'Digital divide': Seniors being left behind in modern age

AUSTRALIAN seniors are being torn apart by the 'digital divide' with fears many are being left behind in the modern age.

That's the dire warning from National Seniors Australia which believes many older Australians "opted out of digital contact".

The consumer group for over 50s surveyed its members and found a chasm in the online sphere was growing.

"We are aware of the divide between young and old but there is a growing digital division among older people themselves," National Seniors Research Director Professor John McCallum said.

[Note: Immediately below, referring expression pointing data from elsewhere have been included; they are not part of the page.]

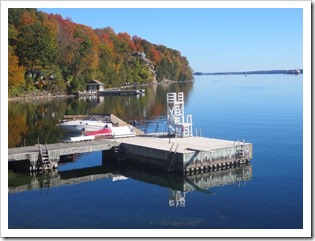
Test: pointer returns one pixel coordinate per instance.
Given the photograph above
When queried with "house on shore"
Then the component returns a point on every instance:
(94, 86)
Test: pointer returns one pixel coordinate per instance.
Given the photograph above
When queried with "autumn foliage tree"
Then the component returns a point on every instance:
(63, 54)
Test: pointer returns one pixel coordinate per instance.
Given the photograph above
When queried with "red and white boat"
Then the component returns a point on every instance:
(103, 132)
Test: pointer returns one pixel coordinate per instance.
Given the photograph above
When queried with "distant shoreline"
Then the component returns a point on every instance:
(289, 72)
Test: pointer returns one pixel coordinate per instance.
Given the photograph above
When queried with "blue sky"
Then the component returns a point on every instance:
(212, 39)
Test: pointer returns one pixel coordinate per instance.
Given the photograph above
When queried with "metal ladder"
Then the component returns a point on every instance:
(44, 163)
(120, 154)
(171, 158)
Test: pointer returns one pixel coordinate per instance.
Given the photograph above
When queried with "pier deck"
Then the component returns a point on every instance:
(188, 155)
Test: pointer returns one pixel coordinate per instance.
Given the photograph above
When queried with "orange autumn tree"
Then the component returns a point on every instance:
(64, 53)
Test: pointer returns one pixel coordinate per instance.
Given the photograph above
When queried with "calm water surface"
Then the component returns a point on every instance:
(265, 110)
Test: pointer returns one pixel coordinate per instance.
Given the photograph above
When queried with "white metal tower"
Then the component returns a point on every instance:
(175, 115)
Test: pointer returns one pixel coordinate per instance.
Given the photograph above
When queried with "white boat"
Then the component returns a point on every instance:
(123, 131)
(87, 124)
(80, 138)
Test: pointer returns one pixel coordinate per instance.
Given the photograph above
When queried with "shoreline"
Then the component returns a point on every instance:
(48, 95)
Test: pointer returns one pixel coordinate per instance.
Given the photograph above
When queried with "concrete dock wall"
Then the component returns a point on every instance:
(152, 157)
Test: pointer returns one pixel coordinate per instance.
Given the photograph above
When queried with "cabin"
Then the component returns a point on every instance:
(94, 86)
(139, 54)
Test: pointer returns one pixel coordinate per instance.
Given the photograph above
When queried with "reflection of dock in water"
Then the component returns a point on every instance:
(178, 185)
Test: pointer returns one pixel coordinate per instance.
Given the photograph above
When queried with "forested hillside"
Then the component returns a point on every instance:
(50, 53)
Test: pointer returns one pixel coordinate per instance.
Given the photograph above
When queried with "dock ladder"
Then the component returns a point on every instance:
(44, 162)
(171, 160)
(120, 154)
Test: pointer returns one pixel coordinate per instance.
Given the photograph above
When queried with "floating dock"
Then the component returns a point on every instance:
(188, 155)
(177, 151)
(122, 92)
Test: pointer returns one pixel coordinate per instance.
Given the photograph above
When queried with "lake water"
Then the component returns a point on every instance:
(265, 110)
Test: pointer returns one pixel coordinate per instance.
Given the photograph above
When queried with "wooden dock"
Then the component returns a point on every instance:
(122, 92)
(189, 155)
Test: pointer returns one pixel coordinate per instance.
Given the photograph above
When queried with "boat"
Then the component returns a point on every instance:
(80, 138)
(113, 131)
(107, 131)
(93, 122)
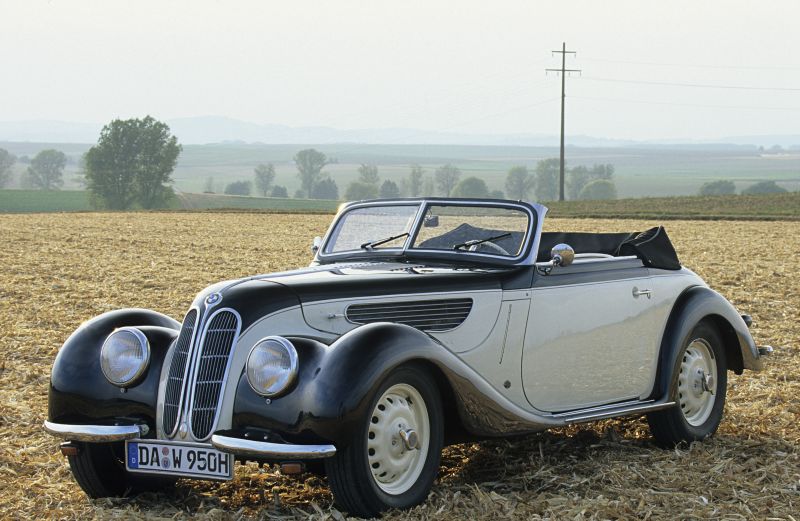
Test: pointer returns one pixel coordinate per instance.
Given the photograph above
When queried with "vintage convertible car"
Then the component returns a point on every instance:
(420, 322)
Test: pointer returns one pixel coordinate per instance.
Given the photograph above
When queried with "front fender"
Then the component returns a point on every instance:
(79, 393)
(693, 305)
(336, 384)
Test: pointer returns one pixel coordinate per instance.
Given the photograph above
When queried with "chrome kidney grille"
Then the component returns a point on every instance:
(426, 315)
(177, 373)
(212, 365)
(198, 371)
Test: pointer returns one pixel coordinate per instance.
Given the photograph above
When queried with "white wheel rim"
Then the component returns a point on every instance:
(697, 382)
(394, 466)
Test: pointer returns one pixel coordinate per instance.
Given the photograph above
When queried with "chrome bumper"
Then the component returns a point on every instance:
(267, 450)
(95, 433)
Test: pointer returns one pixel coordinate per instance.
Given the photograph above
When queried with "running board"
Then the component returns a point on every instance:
(612, 411)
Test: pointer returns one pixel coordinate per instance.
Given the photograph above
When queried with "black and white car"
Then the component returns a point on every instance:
(420, 322)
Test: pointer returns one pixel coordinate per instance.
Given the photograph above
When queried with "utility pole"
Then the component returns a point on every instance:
(563, 70)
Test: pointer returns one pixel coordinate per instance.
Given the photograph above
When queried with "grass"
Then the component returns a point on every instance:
(745, 207)
(17, 201)
(61, 269)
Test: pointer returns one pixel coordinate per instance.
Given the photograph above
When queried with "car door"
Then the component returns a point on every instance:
(592, 335)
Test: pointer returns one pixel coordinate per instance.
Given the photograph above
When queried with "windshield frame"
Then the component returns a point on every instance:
(405, 251)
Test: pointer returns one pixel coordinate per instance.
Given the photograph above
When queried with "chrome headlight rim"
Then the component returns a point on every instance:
(145, 345)
(293, 366)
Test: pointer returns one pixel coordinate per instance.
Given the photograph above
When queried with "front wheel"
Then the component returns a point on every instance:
(701, 386)
(99, 469)
(394, 456)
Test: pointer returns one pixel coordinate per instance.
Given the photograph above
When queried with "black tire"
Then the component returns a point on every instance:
(355, 488)
(673, 426)
(99, 469)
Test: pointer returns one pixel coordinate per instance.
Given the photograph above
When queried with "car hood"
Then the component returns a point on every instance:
(257, 296)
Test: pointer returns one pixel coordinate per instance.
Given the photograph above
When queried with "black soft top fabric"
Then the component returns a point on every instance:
(466, 232)
(652, 246)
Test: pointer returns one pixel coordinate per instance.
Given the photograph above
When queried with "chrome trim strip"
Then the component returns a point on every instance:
(264, 449)
(95, 433)
(186, 371)
(200, 347)
(622, 411)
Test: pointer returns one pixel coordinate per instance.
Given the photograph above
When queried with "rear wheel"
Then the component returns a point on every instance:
(99, 469)
(701, 387)
(394, 457)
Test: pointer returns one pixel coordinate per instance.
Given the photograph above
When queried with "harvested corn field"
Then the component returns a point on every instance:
(58, 270)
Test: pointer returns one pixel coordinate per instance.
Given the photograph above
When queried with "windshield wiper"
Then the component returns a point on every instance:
(371, 244)
(475, 242)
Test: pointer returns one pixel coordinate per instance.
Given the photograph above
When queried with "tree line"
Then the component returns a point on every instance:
(133, 160)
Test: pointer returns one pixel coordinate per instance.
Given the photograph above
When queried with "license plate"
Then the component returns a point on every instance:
(178, 459)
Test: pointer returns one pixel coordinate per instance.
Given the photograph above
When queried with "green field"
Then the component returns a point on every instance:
(25, 201)
(754, 207)
(641, 171)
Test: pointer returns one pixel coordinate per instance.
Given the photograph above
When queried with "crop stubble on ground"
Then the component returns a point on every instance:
(58, 270)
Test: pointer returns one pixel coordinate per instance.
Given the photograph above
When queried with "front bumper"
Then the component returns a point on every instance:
(268, 450)
(235, 446)
(96, 433)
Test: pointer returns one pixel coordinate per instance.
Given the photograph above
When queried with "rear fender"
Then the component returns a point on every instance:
(692, 306)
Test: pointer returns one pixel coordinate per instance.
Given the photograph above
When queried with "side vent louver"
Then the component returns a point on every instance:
(426, 315)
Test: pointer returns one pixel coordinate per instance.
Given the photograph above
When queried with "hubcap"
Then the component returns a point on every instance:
(397, 439)
(697, 382)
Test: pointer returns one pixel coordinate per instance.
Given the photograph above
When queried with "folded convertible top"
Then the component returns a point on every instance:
(652, 246)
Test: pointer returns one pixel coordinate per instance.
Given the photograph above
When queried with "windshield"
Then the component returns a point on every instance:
(479, 229)
(442, 229)
(373, 227)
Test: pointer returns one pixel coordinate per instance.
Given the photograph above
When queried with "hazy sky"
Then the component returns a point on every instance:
(458, 66)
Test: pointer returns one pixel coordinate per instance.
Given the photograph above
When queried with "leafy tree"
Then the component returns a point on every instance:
(599, 189)
(721, 187)
(389, 190)
(326, 189)
(519, 183)
(357, 191)
(547, 171)
(6, 162)
(764, 187)
(310, 163)
(47, 170)
(415, 181)
(132, 162)
(280, 191)
(447, 178)
(265, 176)
(368, 173)
(471, 187)
(239, 188)
(427, 186)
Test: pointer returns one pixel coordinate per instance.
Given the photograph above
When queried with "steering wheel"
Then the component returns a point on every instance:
(489, 246)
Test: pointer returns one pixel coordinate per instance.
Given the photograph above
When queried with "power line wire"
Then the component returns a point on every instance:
(696, 85)
(664, 64)
(669, 103)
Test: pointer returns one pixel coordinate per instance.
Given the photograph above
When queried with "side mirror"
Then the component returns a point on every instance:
(562, 255)
(431, 221)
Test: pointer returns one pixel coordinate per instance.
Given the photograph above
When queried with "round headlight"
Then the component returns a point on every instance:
(124, 356)
(272, 366)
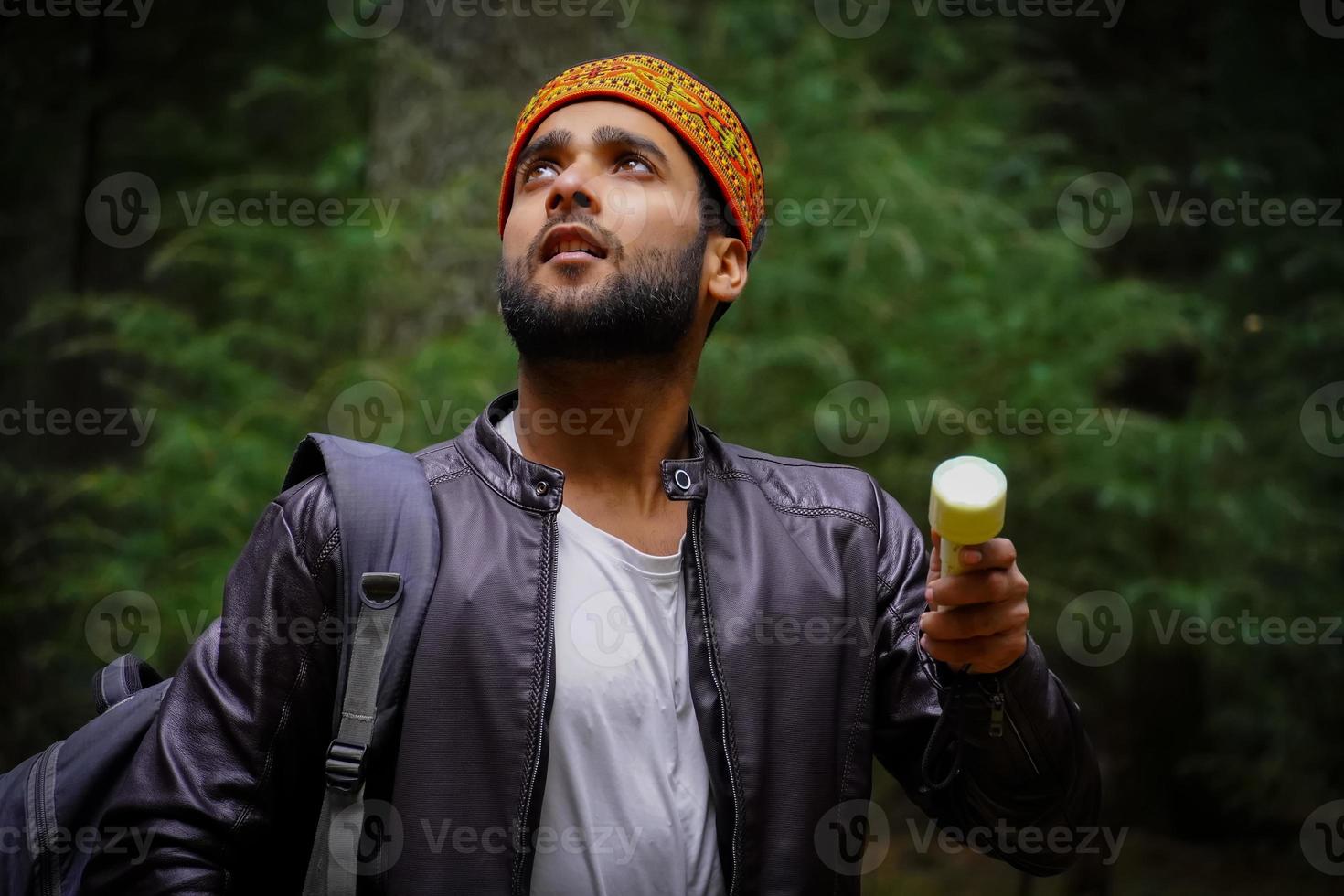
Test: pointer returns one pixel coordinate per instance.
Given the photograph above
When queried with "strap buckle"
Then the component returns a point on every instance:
(346, 766)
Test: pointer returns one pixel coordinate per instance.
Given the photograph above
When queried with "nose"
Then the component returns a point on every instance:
(571, 191)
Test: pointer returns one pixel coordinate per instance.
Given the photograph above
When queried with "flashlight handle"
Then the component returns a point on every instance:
(949, 558)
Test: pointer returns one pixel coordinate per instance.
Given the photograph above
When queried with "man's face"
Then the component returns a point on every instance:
(603, 251)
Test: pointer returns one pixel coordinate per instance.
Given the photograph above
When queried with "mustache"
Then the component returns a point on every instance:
(614, 251)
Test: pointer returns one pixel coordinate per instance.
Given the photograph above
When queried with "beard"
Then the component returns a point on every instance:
(641, 309)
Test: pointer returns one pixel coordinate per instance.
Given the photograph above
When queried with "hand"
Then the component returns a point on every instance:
(984, 621)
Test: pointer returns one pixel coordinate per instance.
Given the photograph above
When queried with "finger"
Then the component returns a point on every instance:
(995, 554)
(976, 621)
(991, 653)
(980, 586)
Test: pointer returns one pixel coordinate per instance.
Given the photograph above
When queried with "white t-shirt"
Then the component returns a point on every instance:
(626, 807)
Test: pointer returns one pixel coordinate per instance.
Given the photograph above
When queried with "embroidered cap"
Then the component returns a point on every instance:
(699, 116)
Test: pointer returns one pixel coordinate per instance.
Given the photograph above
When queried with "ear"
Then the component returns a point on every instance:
(728, 268)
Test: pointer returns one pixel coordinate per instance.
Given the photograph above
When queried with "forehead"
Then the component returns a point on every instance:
(582, 119)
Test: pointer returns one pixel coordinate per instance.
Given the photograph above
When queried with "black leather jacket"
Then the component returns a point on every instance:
(791, 716)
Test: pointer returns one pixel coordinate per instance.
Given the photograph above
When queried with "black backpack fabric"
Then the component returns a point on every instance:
(51, 804)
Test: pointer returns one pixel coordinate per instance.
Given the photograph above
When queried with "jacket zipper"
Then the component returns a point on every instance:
(697, 513)
(546, 689)
(998, 713)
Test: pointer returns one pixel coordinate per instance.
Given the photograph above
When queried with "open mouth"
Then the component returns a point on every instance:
(571, 243)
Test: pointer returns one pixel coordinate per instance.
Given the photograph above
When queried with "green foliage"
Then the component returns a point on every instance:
(960, 292)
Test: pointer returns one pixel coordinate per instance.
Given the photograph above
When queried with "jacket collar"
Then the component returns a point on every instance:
(538, 486)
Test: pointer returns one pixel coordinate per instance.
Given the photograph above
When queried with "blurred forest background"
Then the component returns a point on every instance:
(1218, 497)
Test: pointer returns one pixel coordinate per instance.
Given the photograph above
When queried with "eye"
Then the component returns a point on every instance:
(634, 157)
(532, 166)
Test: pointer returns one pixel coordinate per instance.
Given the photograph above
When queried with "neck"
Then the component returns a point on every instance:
(606, 425)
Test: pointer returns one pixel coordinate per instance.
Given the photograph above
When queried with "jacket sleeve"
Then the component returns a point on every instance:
(228, 784)
(1027, 787)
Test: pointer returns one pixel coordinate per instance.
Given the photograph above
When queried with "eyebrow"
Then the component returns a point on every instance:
(605, 137)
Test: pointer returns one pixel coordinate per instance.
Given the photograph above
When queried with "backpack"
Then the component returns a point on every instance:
(390, 547)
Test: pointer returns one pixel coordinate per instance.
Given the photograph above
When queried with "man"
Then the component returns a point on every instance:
(655, 663)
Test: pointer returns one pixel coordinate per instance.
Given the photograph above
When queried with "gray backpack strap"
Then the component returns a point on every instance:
(390, 544)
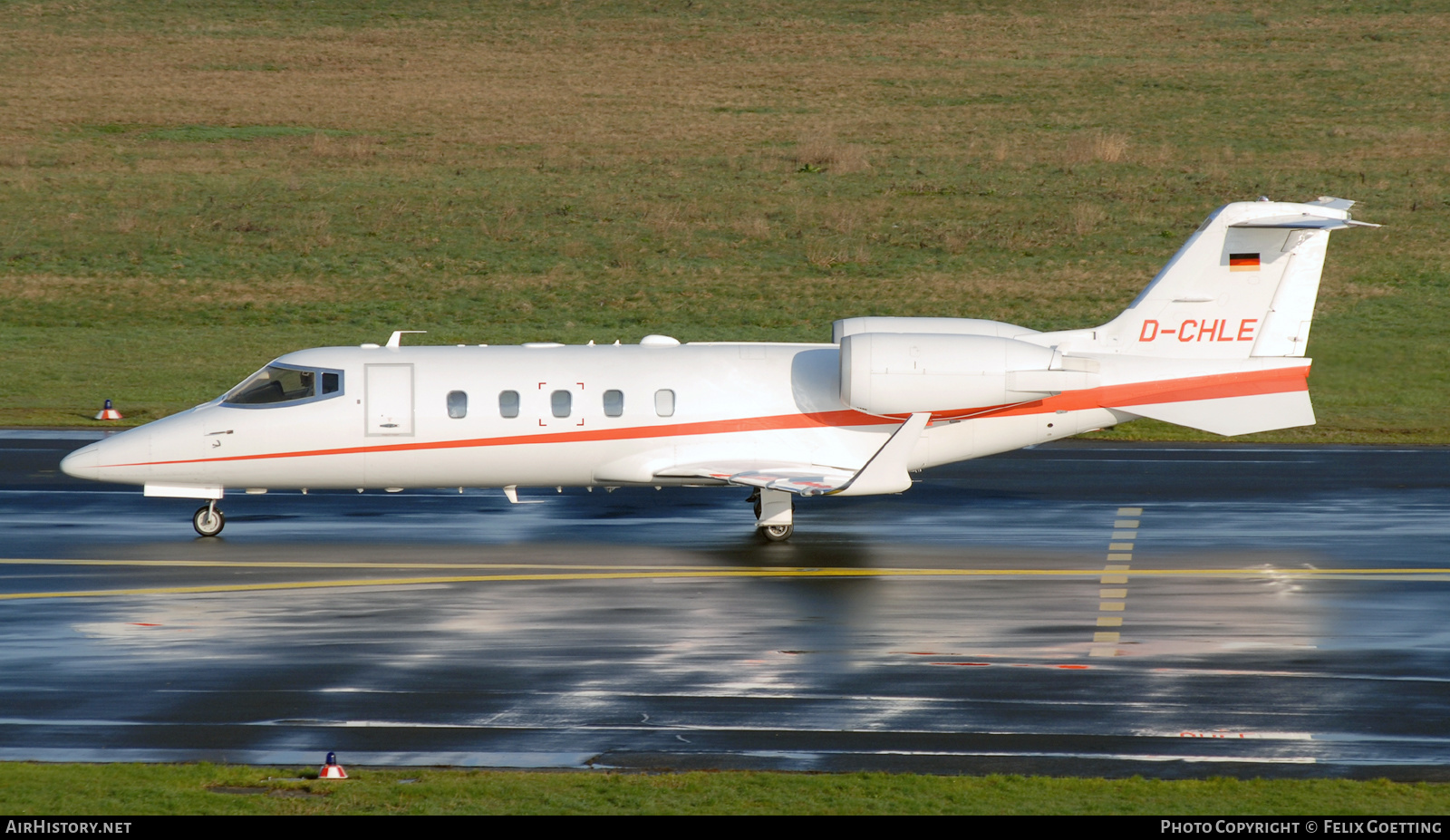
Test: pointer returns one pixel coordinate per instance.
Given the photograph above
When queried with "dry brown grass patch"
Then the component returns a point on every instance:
(1098, 145)
(826, 152)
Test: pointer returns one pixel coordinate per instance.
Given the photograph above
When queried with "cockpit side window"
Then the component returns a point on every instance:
(285, 385)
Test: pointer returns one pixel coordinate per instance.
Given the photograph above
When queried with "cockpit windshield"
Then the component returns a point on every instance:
(279, 383)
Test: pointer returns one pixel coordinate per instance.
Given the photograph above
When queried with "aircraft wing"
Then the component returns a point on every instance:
(884, 473)
(799, 479)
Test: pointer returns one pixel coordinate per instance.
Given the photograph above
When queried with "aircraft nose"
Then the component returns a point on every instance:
(83, 463)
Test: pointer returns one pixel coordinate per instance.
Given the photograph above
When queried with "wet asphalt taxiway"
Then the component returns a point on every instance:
(1078, 608)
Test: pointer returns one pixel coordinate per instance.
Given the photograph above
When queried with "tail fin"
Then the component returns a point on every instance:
(1242, 286)
(1239, 294)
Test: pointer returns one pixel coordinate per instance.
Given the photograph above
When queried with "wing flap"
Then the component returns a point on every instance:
(799, 479)
(1234, 415)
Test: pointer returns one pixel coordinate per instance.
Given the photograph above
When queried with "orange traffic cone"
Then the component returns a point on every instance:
(333, 769)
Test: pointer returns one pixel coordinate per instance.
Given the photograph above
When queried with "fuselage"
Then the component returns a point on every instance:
(548, 415)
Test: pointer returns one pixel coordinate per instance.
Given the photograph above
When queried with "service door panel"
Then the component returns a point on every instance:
(389, 400)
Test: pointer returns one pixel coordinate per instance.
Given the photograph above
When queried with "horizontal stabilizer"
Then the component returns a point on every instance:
(1234, 415)
(1302, 222)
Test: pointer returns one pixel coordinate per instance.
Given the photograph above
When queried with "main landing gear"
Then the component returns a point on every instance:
(775, 514)
(208, 519)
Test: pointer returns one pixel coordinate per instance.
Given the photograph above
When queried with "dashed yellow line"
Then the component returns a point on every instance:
(1120, 555)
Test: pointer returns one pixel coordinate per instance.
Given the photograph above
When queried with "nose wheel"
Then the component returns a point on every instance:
(778, 533)
(775, 514)
(208, 519)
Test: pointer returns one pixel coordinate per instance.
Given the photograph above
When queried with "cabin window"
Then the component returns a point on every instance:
(285, 385)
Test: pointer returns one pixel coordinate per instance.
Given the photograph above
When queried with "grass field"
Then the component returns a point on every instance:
(188, 188)
(118, 789)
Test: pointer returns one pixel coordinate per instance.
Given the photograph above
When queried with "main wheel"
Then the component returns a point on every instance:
(778, 533)
(208, 521)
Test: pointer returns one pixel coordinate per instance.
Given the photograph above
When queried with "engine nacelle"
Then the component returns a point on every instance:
(894, 373)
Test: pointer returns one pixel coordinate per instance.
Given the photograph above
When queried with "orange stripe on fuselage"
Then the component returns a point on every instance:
(1213, 386)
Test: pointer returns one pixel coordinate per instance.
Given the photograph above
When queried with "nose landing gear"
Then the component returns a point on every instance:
(208, 519)
(775, 514)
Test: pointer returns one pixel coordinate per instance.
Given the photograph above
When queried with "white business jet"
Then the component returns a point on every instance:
(1214, 343)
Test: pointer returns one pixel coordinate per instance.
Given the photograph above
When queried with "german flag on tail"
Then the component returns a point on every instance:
(1243, 261)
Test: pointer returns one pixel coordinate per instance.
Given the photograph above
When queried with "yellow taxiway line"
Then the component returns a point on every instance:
(580, 572)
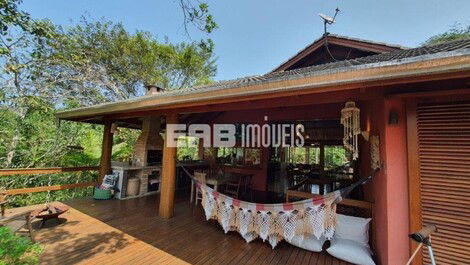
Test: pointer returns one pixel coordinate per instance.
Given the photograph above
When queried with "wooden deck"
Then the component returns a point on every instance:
(130, 232)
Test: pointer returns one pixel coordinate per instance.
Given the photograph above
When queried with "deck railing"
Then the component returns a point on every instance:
(43, 171)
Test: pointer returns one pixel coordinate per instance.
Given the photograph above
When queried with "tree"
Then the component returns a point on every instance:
(95, 62)
(456, 32)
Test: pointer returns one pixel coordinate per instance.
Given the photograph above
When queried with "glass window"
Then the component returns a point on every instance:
(298, 155)
(313, 155)
(252, 156)
(187, 148)
(335, 157)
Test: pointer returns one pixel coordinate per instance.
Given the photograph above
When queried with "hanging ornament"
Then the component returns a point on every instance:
(350, 121)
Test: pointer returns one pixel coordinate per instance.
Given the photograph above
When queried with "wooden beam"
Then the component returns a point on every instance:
(167, 192)
(106, 151)
(50, 188)
(414, 180)
(40, 171)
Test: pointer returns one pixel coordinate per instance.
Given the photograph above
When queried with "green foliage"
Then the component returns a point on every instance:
(456, 32)
(17, 250)
(197, 15)
(45, 68)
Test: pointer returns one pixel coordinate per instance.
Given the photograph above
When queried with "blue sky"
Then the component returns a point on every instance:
(255, 36)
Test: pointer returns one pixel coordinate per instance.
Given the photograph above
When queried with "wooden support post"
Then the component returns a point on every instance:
(167, 192)
(106, 151)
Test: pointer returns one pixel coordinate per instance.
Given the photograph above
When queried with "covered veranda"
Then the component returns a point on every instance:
(131, 232)
(381, 91)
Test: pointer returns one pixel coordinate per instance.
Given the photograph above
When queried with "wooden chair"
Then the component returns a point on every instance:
(201, 177)
(233, 188)
(20, 223)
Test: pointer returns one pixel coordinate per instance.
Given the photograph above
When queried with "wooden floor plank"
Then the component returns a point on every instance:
(130, 232)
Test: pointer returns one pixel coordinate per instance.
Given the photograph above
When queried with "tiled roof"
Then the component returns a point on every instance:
(394, 56)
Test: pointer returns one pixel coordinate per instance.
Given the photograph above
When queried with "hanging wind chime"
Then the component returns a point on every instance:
(350, 119)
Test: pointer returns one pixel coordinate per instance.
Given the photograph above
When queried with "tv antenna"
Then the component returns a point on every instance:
(327, 20)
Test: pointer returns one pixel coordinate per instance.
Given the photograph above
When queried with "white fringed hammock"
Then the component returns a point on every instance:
(274, 222)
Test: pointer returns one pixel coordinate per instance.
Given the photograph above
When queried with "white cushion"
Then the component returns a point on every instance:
(308, 242)
(351, 251)
(352, 228)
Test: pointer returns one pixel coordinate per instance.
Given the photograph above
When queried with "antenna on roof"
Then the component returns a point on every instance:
(327, 20)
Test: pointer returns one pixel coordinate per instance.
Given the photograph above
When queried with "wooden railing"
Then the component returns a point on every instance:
(42, 171)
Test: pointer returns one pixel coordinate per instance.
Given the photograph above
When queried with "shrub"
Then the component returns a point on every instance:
(17, 250)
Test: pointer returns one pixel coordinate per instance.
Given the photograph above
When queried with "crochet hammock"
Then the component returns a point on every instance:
(274, 222)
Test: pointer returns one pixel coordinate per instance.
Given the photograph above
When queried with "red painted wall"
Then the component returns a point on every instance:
(397, 184)
(389, 188)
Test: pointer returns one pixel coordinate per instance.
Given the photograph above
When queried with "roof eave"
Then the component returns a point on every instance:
(422, 65)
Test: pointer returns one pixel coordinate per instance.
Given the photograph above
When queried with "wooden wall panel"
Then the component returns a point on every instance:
(443, 134)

"The difference between those who are digitally literate, and those who are not is very marked, with many older Australians dependent on family and community for access, and others who have totally opted out of digital contact and service delivery."

The survey found:

  • 90 per cent use a computer daily for email, internet or other tasks;
  • 36 per cent have contact with their children by text message or on social media three or more times per week, with another 33 per cent having contact once or twice each week;
  • 34 per cent have contact with family members, such as siblings, by text or social media at least once or twice a week;
  • Almost half have text or social media contact with friends at least once or twice a week;
  • 30 per cent indicated they accessed government websites for financial information about retirement; and
  • 23 per cent seek health and lifestyle information online.

And though the results show many Australian seniors are proficient in the new technological age, or at least willing to learn, others are switched off by the impersonal approach of connecting through a computer.

"The digital world gets large amounts of information around quickly, but it doesn't build the relationships and trust that makes information reliable and usable. Older people need community and government help to help embrace the benefits that technology offers," Professor McCallum said.